January 21, 2020: Stolen Dance

Song: “Stolen Dance” by Milky Chance from The Algorithm is Right Sometimes Mix

Listen to it here

(from thoughtco.com

(from thoughtco.com


They were warned.

They were told the dance was not for them. That even seeing it was a special thing. An unusual thing. A gift, of sorts, but one for their memories alone. Not to be written about it. Not to be shared.

But, especially, never to be tried.

The dance, they had been informed, held power. Power not meant but for a few. Power that they could not possibly understand.

They watched quietly, enraptured. Perhaps they truly meant what they promised before the dance started.

However, in the way of these things, that promise eroded with time. It began with questions. Why did it feel that way to see it? What was the power that they couldn’t see and yet absolutely knew was there? Wouldn’t it be better to share the power rather than hide it away? Why couldn’t anyone do the dance?

With each step their promise faded. Their commitment grew thin. Their word was shredded.

Those answering, the ones who could dance, saw it, of course. They knew what was happening. While it had been years, they were hardly the first outsiders to watch the dance. And amongst those that did, it was nearly always the case that they would not honor the pledge. The keepers of the dance kept trying, kept making room for trust. But time and again, the outsiders, the outsiders who lose their taste for keeping their promises.

Some tried to write about it. They were easily handed. Nonfiction dismissed as fiction. Fiction dismissed as without proper fiscal potential.

Some tried to talk about it beyond their friends, beyond their family. To TV or radio or newspaper. They were more difficult. Often there was no choice but for them to disappear. It was grim work but it had to be done.

But this group…none were quite like this group.

The keepers had seen that straight away. The keepers thought this meant something different though. Thought it went they would be the first worthy of the trust. Not the first to try and make the dance theirs.

By the time the keepers realized, it was clear they had already begun. Already arranged the items, already selected instruments, already set the fires. Still the keepers rushed onward. Perhaps there would be something to be done.

But there was not. Only to bear witness

At first, the dance seemed perfect. Almost more so. The energy seemed bigger, the power somehow more malleable, more in control.
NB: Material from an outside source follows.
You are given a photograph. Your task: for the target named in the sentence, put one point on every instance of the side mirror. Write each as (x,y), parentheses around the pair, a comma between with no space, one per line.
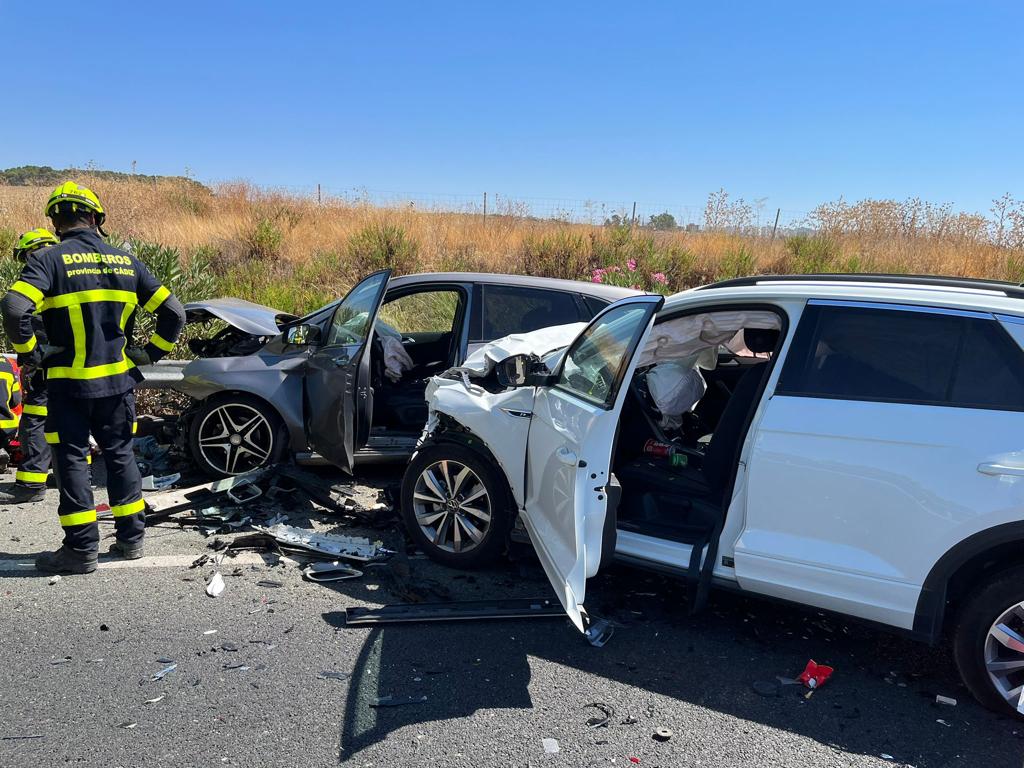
(302,335)
(520,371)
But then one of them dropped to their knees. At first it seemed an accident. That they tripped. But the noise made it clear it was not. A sound more like twisted metal than anything organic. And then the fallen one’s wailing. Nearly screeching. A noise like an injured cat. Not human at all.
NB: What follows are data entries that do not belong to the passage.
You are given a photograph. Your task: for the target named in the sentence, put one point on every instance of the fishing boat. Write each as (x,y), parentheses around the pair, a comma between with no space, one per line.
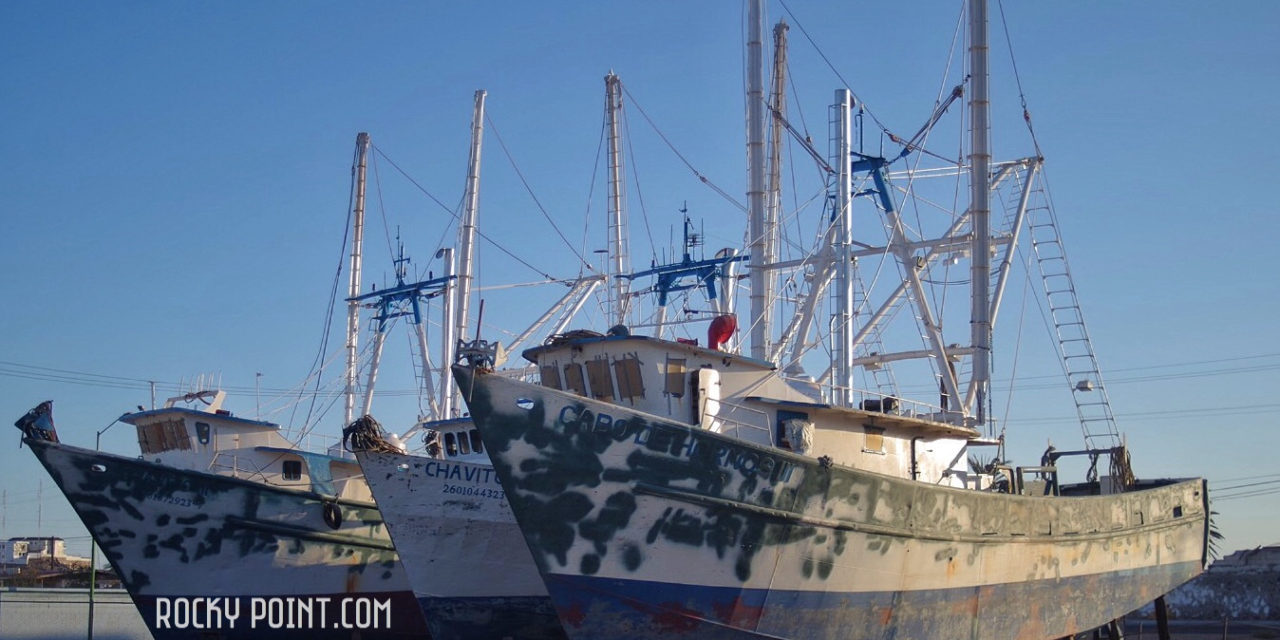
(465,557)
(673,489)
(225,528)
(448,516)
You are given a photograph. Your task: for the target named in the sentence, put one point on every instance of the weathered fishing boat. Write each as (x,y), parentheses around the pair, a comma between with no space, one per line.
(673,490)
(223,529)
(466,560)
(714,499)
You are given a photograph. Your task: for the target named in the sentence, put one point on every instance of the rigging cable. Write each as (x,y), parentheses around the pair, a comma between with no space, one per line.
(590,191)
(456,218)
(528,188)
(635,176)
(1018,80)
(333,292)
(682,159)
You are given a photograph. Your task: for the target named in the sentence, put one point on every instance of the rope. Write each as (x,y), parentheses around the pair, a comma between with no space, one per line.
(366,434)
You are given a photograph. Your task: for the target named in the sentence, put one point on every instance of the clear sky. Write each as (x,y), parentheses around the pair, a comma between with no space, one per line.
(177,179)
Another fell. The twisting metal noise grew louder. This one more grunted than wailed. Deep, repetitive. It made one feel dizzy and sick to hear. Then their noises began to almost harmonize.

And so it went for five hours. They tried to stop dancing. They could not. They tried to run. They could not. They tried to beat “it” whatever it was but of course they could not. And so they suffered. And suffered. And suffered. And the people in the valley below, who eventually heard the metal noise and the harmonizing screams and grunts and groans. They too suffered. They were twisted and changed.
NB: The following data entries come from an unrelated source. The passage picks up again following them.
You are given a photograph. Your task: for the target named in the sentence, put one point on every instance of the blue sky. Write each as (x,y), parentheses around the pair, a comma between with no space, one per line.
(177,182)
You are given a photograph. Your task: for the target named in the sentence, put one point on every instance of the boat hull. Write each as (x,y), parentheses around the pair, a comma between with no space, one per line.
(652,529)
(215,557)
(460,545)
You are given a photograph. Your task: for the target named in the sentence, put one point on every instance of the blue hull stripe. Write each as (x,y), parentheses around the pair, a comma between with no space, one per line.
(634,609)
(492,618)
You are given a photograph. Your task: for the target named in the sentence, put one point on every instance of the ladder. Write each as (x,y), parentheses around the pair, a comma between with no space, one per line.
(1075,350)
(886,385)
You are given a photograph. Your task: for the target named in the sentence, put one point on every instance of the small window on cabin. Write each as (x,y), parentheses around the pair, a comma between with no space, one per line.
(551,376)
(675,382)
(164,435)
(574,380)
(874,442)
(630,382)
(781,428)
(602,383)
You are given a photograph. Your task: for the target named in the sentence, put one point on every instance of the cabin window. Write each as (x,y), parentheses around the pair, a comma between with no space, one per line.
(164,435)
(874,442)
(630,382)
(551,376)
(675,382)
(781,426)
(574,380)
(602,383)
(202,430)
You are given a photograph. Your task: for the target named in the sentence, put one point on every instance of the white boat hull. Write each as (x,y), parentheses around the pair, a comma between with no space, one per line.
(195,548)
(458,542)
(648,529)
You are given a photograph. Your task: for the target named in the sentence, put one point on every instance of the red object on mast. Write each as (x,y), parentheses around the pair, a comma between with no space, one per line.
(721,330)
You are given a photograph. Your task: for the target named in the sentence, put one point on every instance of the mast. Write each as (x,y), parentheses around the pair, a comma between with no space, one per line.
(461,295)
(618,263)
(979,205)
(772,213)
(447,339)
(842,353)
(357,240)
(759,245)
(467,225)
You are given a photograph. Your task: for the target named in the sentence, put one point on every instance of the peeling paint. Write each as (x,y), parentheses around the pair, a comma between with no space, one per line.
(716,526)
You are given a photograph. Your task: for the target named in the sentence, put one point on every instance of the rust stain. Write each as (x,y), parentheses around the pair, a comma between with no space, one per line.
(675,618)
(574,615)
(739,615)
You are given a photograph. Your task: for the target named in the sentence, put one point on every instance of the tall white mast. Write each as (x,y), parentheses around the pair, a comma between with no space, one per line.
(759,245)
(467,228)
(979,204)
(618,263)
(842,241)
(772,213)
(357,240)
The keepers could not stop it, could only destroy it. Destroy it with fire and tar and chemicals. It would make that piece of forest and the valley as well uninhabitable. Perhaps forever.

The alternative though? It spreading? People accidentally stumbling into the area and being turned? That was too much. So the keepers ended everyone and everything there and left it barren and smoldering.

It would be 18 years before more would stumble upon the keepers, would learn of the dance. 18 years feels short but it is actually long. Long enough to forget. Long enough to think the past is not living but single events receding forever. Long enough to imagine it would be different this time.

But, of course, it would not. It would just be worse.